Although it was a 1/4 second exposure, the water had too much texture for me. So I selected it and applied a motion blur to smooth it. There was a bright spot in the sky at upper left and I decided to try to enhance that by using Topaz Studio Texture Effects (I remembered one with some sun rays) and I like how that turned out. Finally I dodged and burned the right side to make it look like the boat and land were subtly lit by the sun peeking through the clouds.

This image 'tastes' like it did when I shot it. I think it will make an excellent print.

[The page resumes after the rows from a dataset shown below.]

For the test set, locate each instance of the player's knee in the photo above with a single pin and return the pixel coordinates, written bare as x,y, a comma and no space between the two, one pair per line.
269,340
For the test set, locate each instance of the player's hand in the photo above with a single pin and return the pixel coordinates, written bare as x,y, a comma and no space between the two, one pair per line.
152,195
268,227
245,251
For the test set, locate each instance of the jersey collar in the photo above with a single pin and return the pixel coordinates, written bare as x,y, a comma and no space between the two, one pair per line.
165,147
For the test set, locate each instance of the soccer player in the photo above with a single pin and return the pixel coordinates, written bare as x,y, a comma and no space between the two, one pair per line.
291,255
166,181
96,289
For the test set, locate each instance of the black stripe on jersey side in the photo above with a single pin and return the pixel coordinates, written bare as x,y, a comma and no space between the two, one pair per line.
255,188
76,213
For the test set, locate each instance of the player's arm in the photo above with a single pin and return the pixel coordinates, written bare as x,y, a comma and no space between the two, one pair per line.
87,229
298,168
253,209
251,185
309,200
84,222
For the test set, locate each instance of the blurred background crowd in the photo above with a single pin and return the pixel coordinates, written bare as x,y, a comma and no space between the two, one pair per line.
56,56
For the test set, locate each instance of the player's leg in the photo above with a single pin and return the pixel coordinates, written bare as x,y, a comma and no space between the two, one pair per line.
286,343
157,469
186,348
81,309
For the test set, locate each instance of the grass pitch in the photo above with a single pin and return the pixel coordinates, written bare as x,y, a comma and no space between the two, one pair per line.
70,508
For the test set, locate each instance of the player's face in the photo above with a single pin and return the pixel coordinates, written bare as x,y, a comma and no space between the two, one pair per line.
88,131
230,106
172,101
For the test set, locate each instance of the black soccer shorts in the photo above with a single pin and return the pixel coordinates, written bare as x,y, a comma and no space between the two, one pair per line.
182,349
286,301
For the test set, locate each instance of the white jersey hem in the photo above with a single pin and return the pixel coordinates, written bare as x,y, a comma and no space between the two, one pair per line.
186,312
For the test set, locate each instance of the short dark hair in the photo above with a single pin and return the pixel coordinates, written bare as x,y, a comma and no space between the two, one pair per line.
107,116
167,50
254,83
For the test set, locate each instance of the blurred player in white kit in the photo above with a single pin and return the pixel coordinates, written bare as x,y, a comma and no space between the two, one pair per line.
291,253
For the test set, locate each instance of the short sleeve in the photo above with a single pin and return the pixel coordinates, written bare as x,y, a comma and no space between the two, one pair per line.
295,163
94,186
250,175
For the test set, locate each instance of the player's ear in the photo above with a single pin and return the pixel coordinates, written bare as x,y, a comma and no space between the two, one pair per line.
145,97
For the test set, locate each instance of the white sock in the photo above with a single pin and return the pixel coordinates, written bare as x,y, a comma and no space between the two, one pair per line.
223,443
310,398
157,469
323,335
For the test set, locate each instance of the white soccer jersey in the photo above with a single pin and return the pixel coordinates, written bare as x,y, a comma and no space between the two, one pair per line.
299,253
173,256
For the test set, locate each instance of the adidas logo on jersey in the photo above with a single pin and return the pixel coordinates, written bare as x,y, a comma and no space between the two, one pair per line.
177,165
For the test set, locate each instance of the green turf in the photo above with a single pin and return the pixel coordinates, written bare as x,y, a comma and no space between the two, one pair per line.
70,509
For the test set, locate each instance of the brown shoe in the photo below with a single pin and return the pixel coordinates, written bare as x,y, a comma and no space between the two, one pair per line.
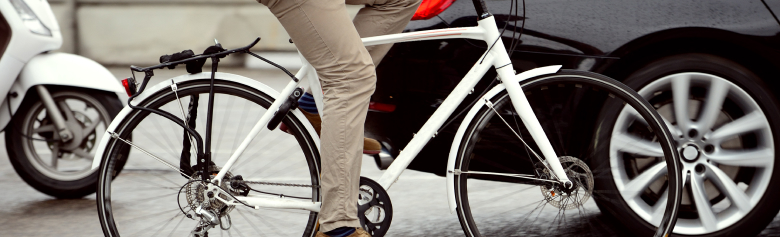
370,146
359,232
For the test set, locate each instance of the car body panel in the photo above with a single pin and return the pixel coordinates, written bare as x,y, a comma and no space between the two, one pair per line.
612,37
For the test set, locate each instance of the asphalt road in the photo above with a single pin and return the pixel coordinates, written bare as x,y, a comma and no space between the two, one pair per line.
419,200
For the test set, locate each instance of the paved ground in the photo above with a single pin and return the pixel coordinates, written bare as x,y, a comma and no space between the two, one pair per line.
419,200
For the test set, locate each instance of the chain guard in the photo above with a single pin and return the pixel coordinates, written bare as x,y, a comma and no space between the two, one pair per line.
375,210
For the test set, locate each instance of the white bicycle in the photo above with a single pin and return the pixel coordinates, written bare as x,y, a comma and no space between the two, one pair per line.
247,178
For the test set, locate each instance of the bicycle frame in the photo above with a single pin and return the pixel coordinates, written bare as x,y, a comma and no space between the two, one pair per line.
496,56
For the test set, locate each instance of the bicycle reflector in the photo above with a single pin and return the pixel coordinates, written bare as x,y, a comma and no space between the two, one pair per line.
430,8
130,86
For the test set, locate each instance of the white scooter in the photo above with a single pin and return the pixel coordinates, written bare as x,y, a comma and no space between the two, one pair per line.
55,106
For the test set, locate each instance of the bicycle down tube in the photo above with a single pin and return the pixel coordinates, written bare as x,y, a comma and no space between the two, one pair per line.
496,56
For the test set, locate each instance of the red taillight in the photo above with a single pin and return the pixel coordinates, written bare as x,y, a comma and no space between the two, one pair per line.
431,8
129,85
381,107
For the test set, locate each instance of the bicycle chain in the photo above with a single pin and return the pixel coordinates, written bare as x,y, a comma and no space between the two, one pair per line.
276,184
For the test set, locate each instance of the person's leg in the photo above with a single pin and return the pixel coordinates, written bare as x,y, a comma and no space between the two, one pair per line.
382,17
323,32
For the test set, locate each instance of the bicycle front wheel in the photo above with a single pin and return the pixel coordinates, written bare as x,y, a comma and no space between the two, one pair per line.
504,187
151,197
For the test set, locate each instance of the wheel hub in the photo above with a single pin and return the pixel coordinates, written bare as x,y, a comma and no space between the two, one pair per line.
690,152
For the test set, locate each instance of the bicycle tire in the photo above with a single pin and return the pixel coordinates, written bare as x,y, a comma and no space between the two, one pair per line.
567,105
131,204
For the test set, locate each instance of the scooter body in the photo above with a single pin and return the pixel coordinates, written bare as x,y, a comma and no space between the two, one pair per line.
38,90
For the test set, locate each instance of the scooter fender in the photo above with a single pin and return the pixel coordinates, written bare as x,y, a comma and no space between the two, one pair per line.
455,147
60,69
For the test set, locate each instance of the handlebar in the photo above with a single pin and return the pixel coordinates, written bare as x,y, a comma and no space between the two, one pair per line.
221,54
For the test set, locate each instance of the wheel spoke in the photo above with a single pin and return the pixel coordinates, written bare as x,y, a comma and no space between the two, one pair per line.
65,109
680,91
55,150
673,129
660,208
91,128
715,97
82,153
703,207
750,122
635,187
761,157
727,186
631,144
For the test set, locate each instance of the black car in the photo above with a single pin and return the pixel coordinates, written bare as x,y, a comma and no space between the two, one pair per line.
709,67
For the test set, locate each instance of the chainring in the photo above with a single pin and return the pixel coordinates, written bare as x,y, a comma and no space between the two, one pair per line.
375,210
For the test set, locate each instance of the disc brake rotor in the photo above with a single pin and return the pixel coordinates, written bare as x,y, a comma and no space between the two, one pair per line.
579,173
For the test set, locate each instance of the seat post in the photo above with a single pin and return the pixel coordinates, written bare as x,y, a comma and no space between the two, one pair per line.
482,11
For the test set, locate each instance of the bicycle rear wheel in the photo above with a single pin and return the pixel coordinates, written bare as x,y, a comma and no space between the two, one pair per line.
493,200
149,198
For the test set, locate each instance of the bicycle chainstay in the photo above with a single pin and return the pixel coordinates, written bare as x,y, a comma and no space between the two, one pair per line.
275,184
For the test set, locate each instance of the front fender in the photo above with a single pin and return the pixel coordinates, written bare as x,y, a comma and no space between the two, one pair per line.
64,69
455,147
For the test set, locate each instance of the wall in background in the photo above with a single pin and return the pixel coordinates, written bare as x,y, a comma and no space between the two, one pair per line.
123,32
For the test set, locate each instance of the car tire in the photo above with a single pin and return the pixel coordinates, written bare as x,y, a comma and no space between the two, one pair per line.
745,94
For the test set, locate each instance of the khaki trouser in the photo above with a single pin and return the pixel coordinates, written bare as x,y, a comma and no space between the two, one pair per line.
327,38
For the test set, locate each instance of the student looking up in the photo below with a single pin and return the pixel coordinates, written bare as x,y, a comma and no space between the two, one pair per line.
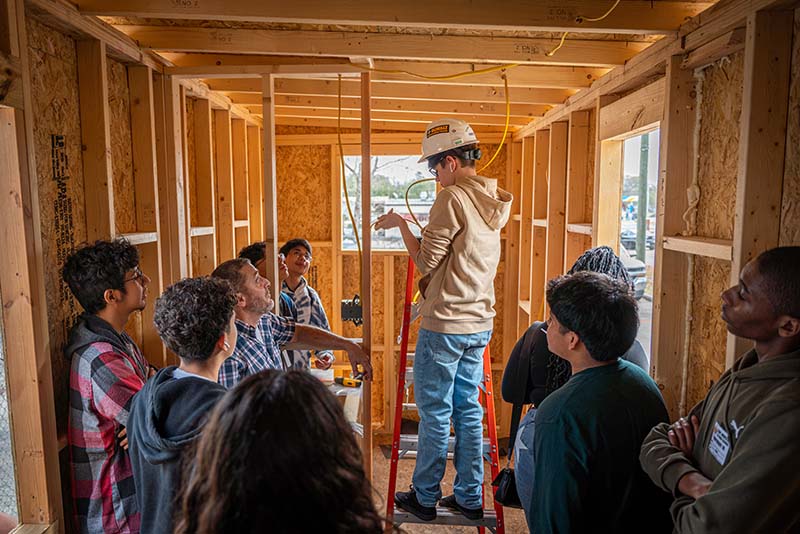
459,251
297,254
733,463
107,370
262,334
194,318
530,377
589,431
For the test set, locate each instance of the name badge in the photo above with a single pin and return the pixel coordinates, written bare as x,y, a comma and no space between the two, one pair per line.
720,444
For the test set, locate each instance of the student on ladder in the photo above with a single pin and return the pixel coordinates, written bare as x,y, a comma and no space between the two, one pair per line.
459,253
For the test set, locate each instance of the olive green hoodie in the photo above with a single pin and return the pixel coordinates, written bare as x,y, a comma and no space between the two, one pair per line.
748,444
460,251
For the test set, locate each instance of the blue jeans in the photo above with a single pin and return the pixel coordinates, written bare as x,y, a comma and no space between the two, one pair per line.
448,370
524,461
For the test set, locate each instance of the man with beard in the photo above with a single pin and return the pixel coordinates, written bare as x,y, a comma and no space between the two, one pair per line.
732,463
262,334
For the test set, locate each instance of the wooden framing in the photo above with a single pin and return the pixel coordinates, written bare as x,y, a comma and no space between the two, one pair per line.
386,46
366,266
171,187
226,239
448,93
633,114
270,197
664,68
96,139
410,106
241,186
30,390
145,173
541,165
578,156
638,17
670,274
256,185
767,64
556,199
204,246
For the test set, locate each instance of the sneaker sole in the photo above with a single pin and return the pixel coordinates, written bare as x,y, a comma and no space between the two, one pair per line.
468,515
415,513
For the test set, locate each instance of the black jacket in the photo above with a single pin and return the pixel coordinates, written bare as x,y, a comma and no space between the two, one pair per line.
166,419
533,372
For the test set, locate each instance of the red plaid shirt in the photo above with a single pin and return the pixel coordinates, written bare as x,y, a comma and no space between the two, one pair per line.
103,382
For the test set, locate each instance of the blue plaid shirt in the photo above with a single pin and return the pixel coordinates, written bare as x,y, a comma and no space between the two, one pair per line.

I've been in Algonquin Park twice in the last 4 days. Friday was cold: -22°C, Monday not so much, only around -7°C. I got a bunch of pictures I liked on Friday and I decided to put together a little Lightroom slideshow instead of trying to post them individually. I uploaded it to YouTube and you can see it here. It was disappointing to me, though, because I lost a lot of quality — nothing's really sharp. I had to reduce the size of the video file because of my lousy upload speed. Here are a couple of individual shots:

Seen on the way home later in the afternoon. And yes, too close (although it was with a 400mm lens). She walked towards me, I backed up , just a snowbank between us. She wasn't really being aggressive, I had the feeling she didn't care that I was there, this was just the way she wanted to go.

At Mew Lake, where the Pine Martens live, there's a flock of wild turkeys. They're totally habituated to man, who's ever heard of wild turkeys that root around at people's feet? Ditto Pine Martens that hang out under your car.

I'm starting to be a little disgusted by the photographers who spread peanut butter or cat food on the branches at Mew Lake for the martens (you know who you are and where I'm talking about). There are half a dozen living there and if you don't see one or more, just wait a few minutes. And if you don't see one today, well that's an excuse to come back to the Park another time.

When we were there yesterday it was hard to get a picture when the animal wasn't licking a tree. Yes, they run around fast and are hard to photograph but how can you be proud of a picture of an animal that was baited? Might as well go to the zoo.

Don't get me started on baiting snowy owls with store-bought mice.


Here's one that does NOT live in a garbage can. Yes, he's running across a road but he lives in the bush and lives on what he hunts, not on man's scraps. This was up on Opeongo Road on Monday.

Parting Shots

Here are a couple of images from Monday's visit to the Park.